Funnelback 11.0.0 release notes
Released: 26 August 2011
New Features
-
Redeveloped query processing layer for more efficient query processing and improved search presentation customization.
-
New Push collection type for feeding non-web content into a funnelback index from a remote system over time, without the scalability limitations of instant updates.
-
New Directory collection type for searching Active Directory and LDAP repositories.
-
Administrator search tuning system allowing search ranking factors to be optimized for specific collections.
-
Content optimization system which provides detailed guidelines for content authors on how to improve a specific result’s ranking.
-
Preview and publish system for developing search form files without affecting production search presentation.
-
Ability to blend result sets for multiple queries from spelling suggestions, synonyms and other sources into a single result list.
-
Assorted web crawling improvements including support for revisiting infrequently changing content less often.
Upgrade Issues
-
Result summaries aren’t highlighted by default anymore so that form authors have complete control over the query highlighting. You’ll need to use the
<s:boldicize />
tag on your existing forms to have the summaries highlighting back. - When upgrading trim collections from version 10, a full update of the collection is required to update the URLs of records to support the new instant update functionality. -
The
<s:boldicize />
and<s:italicize />
tags now use<strong>
and `<em> ` HTML tags instead of `<b> ` and `<i> ` previously. If you were using these tags in your CSS stylesheet you’ll need to update it. -
Using the Crawler form interaction system no longer disables cookie support by default. If a collection is using the form interaction system and can’t crawl password protected sites successfully after the upgrade, please explicitly disable cookie support by setting
crawler.accept_cookies=false
. -
The default treatment of nepotistic links has been changed to limit their effect. This will reduce indexing time, and should have a positive effect on the ranking in most web collections, particularly large ones covering multiple domains. This change can be reverted by setting the -nep_action indexer option value to zero.
-
The isolated mode filter has been renamed
IsolatedFilterProvider
(PreviouslyIsolatedPublishorFilterProvider
) and is now able to use any filter classes.-
It will use the Tika filter provider by default, so you’ll need to update your collection configurations if you want to continue using the Davisor filters in isolated mode.
-
-
The
<s:Truncate>
tag no longer supports thestripMiddle
attribute. -
The default behaviour for the web crawler is now to skip revisiting a proportion of infrequently changing pages during each crawl. This behaviour can be configured through the crawler revisit policy.
-
Data reports are now specific to web collections and are no longer available for other collection types.

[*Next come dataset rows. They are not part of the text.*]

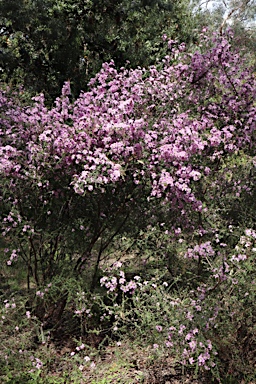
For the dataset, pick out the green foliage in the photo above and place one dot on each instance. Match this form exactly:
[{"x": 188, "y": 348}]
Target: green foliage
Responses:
[{"x": 44, "y": 43}]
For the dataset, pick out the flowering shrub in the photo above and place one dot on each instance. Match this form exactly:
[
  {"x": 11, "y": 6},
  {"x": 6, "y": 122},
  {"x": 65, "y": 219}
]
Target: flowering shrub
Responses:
[
  {"x": 155, "y": 161},
  {"x": 195, "y": 326},
  {"x": 140, "y": 143}
]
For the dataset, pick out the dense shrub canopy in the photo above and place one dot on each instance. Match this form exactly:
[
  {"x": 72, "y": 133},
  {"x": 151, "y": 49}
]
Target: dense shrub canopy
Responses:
[{"x": 141, "y": 146}]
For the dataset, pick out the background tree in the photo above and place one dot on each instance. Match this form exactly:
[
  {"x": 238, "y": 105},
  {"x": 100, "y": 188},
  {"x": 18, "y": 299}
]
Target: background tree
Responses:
[{"x": 44, "y": 43}]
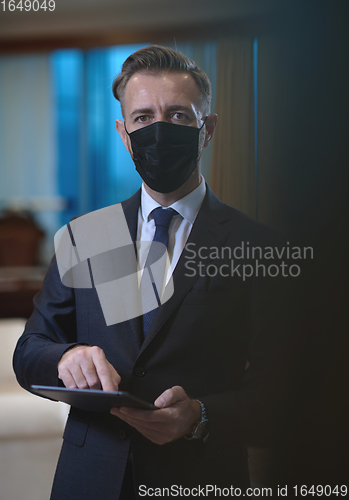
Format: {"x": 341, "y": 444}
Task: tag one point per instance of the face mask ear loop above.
{"x": 199, "y": 128}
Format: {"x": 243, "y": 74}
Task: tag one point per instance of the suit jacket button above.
{"x": 140, "y": 371}
{"x": 122, "y": 434}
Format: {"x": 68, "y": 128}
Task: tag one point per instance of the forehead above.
{"x": 163, "y": 89}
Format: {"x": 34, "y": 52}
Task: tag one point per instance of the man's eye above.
{"x": 179, "y": 116}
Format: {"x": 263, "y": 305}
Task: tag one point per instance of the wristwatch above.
{"x": 200, "y": 430}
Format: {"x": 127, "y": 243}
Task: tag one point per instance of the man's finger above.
{"x": 104, "y": 370}
{"x": 170, "y": 396}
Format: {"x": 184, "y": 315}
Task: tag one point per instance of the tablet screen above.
{"x": 92, "y": 400}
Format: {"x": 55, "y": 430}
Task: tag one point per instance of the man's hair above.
{"x": 154, "y": 59}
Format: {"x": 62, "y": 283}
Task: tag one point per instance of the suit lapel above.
{"x": 208, "y": 231}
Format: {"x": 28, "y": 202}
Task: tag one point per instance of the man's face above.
{"x": 171, "y": 97}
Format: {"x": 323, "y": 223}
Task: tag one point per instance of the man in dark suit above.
{"x": 190, "y": 355}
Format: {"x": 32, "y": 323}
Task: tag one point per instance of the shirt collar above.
{"x": 188, "y": 206}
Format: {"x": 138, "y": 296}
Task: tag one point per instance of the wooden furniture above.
{"x": 20, "y": 276}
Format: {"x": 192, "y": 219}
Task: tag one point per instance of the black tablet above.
{"x": 92, "y": 400}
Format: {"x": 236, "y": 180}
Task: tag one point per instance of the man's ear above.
{"x": 120, "y": 127}
{"x": 210, "y": 125}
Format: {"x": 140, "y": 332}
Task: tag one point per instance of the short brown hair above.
{"x": 155, "y": 59}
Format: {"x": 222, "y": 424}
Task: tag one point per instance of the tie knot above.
{"x": 163, "y": 216}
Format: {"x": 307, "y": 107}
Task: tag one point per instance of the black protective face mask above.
{"x": 165, "y": 154}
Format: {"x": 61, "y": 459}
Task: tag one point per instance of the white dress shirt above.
{"x": 180, "y": 227}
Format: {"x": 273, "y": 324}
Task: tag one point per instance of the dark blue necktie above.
{"x": 162, "y": 218}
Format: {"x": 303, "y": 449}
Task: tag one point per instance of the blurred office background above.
{"x": 280, "y": 154}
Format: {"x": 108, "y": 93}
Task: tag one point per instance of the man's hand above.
{"x": 175, "y": 418}
{"x": 86, "y": 367}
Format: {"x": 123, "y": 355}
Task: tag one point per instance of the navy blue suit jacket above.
{"x": 200, "y": 339}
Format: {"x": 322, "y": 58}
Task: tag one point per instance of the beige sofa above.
{"x": 30, "y": 429}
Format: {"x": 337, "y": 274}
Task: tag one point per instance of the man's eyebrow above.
{"x": 141, "y": 111}
{"x": 180, "y": 107}
{"x": 173, "y": 107}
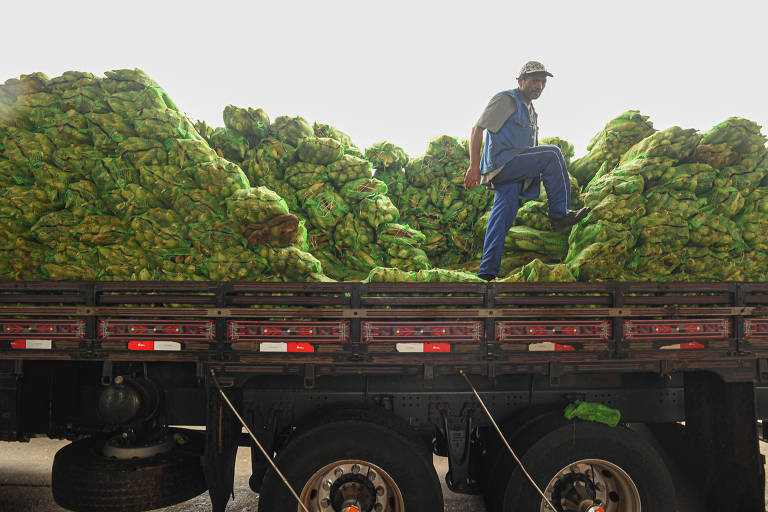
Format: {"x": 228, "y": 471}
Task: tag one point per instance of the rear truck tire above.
{"x": 580, "y": 463}
{"x": 85, "y": 480}
{"x": 336, "y": 465}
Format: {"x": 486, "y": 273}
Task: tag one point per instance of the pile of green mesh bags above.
{"x": 679, "y": 206}
{"x": 607, "y": 147}
{"x": 104, "y": 178}
{"x": 352, "y": 225}
{"x": 431, "y": 197}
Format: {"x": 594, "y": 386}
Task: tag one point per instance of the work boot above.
{"x": 571, "y": 217}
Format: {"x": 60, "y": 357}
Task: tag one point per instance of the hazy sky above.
{"x": 406, "y": 71}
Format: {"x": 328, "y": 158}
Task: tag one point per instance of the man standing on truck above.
{"x": 513, "y": 163}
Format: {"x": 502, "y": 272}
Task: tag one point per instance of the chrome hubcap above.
{"x": 589, "y": 482}
{"x": 352, "y": 486}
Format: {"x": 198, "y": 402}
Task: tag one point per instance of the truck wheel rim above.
{"x": 577, "y": 486}
{"x": 343, "y": 485}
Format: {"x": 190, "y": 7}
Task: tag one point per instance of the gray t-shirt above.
{"x": 499, "y": 109}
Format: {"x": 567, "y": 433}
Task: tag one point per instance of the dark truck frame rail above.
{"x": 289, "y": 350}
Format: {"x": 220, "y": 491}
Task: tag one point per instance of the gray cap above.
{"x": 531, "y": 67}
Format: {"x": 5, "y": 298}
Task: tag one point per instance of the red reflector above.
{"x": 315, "y": 332}
{"x": 425, "y": 332}
{"x": 300, "y": 347}
{"x": 186, "y": 330}
{"x": 154, "y": 345}
{"x": 32, "y": 344}
{"x": 54, "y": 329}
{"x": 656, "y": 330}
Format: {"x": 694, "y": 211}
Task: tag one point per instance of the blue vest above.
{"x": 516, "y": 135}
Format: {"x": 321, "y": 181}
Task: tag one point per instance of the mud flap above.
{"x": 222, "y": 437}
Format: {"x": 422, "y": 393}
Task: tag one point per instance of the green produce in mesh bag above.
{"x": 525, "y": 238}
{"x": 705, "y": 264}
{"x": 324, "y": 130}
{"x": 727, "y": 202}
{"x": 377, "y": 210}
{"x": 538, "y": 271}
{"x": 565, "y": 147}
{"x": 247, "y": 122}
{"x": 624, "y": 209}
{"x": 358, "y": 190}
{"x": 131, "y": 200}
{"x": 742, "y": 135}
{"x": 183, "y": 153}
{"x": 219, "y": 178}
{"x": 716, "y": 232}
{"x": 234, "y": 263}
{"x": 20, "y": 207}
{"x": 348, "y": 168}
{"x": 678, "y": 203}
{"x": 353, "y": 233}
{"x": 204, "y": 130}
{"x": 326, "y": 209}
{"x": 399, "y": 234}
{"x": 228, "y": 145}
{"x": 113, "y": 173}
{"x": 607, "y": 147}
{"x": 674, "y": 143}
{"x": 659, "y": 227}
{"x": 385, "y": 155}
{"x": 255, "y": 205}
{"x": 302, "y": 175}
{"x": 319, "y": 150}
{"x": 446, "y": 147}
{"x": 160, "y": 229}
{"x": 613, "y": 183}
{"x": 696, "y": 177}
{"x": 422, "y": 171}
{"x": 140, "y": 152}
{"x": 291, "y": 129}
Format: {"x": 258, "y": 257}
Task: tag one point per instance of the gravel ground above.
{"x": 25, "y": 482}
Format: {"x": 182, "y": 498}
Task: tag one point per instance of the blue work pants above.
{"x": 544, "y": 162}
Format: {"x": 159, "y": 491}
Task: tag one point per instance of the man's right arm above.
{"x": 472, "y": 176}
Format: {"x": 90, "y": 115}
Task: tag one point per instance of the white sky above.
{"x": 406, "y": 71}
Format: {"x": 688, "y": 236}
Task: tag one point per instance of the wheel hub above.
{"x": 591, "y": 485}
{"x": 352, "y": 487}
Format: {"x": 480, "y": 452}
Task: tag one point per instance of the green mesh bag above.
{"x": 385, "y": 155}
{"x": 377, "y": 210}
{"x": 565, "y": 147}
{"x": 324, "y": 130}
{"x": 353, "y": 233}
{"x": 254, "y": 205}
{"x": 697, "y": 178}
{"x": 291, "y": 129}
{"x": 302, "y": 175}
{"x": 228, "y": 145}
{"x": 525, "y": 238}
{"x": 326, "y": 209}
{"x": 422, "y": 171}
{"x": 319, "y": 150}
{"x": 247, "y": 122}
{"x": 348, "y": 168}
{"x": 357, "y": 190}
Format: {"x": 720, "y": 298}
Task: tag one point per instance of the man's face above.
{"x": 532, "y": 85}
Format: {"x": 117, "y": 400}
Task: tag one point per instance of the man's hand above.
{"x": 472, "y": 177}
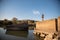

Selected improvements and bugfixes
-
Increased permitted number of meta collection components.
-
Added ability to analyse URLs remaining in a web crawl frontier.
-
Support for gathering multiple Exchange mail boxes through the EntropySoft connector in a single collection.
-
Added ability for web crawler to read cookies from a file on startup.
-
Improved crawler form interaction cookie handling.
-
Improved handling of non UTF-8 web content.
-
Improved query highlighting in results, especially with UTF-8 characters.
-
Corrected handling of UTF-8 form files.
-
Support for collection profiles when tuning search quality.
-
Added ability to index HTTP header and Facebook Opengraph protocol metadata.
-
Fixed incorrect addition of collection name to C metadata by default.
-
Reworked query completion JavaScript to avoid conflicts with other JavaScript libraries.
-
Support for multiple facets per tag in freemarker templates.
-
Added distance from origin to XML output when searching geospatial data.
-
Reduced warning messages from result transforms on missing metadata.
-
Added support for resolving relative links within the IncludeURL form tag.
-
Better handling of special characters in indexer options.
-
Added spelling whitelist file for words which should be provided as spelling suggestions.
-
Changed boldicize tag to use HTML strong tags rather than bold tags.
-
Changed query processing ordering to apply spelling suggestions after synonym expansion.
-
Introduced ability to execute custom code during query processing.
-
Eliminated log files produced by inactive crawler threads.
-
Fixed incorrect permission settings on init.d scripts.
-
Improved layout and display of the Funnelback administration interface.
-
Fixed handling of column names with special characters during database gathering.
-
Added setup documentation for IIS 7.5.
-
Automated installation of 64bit versions of search indexing and query processing components.
-
Improved crawler tolerance for timeouts on seed pages.
-
Improved index 'warm up' scripts.
-
Fixed sorting of results when early binding security is used.
-
Added headers to CSV exports from the analytics dashboard.
-
Added support for instant updates on TRIM collections.
-
Improved Javascript link extraction logic to avoid some invalid link cases.
-
Improved ordering of collections in Funnelback’s administration interface.
-
Added tools for managing WARC archive files.
-
Fixed collection configuration cache clearing under mod_perl.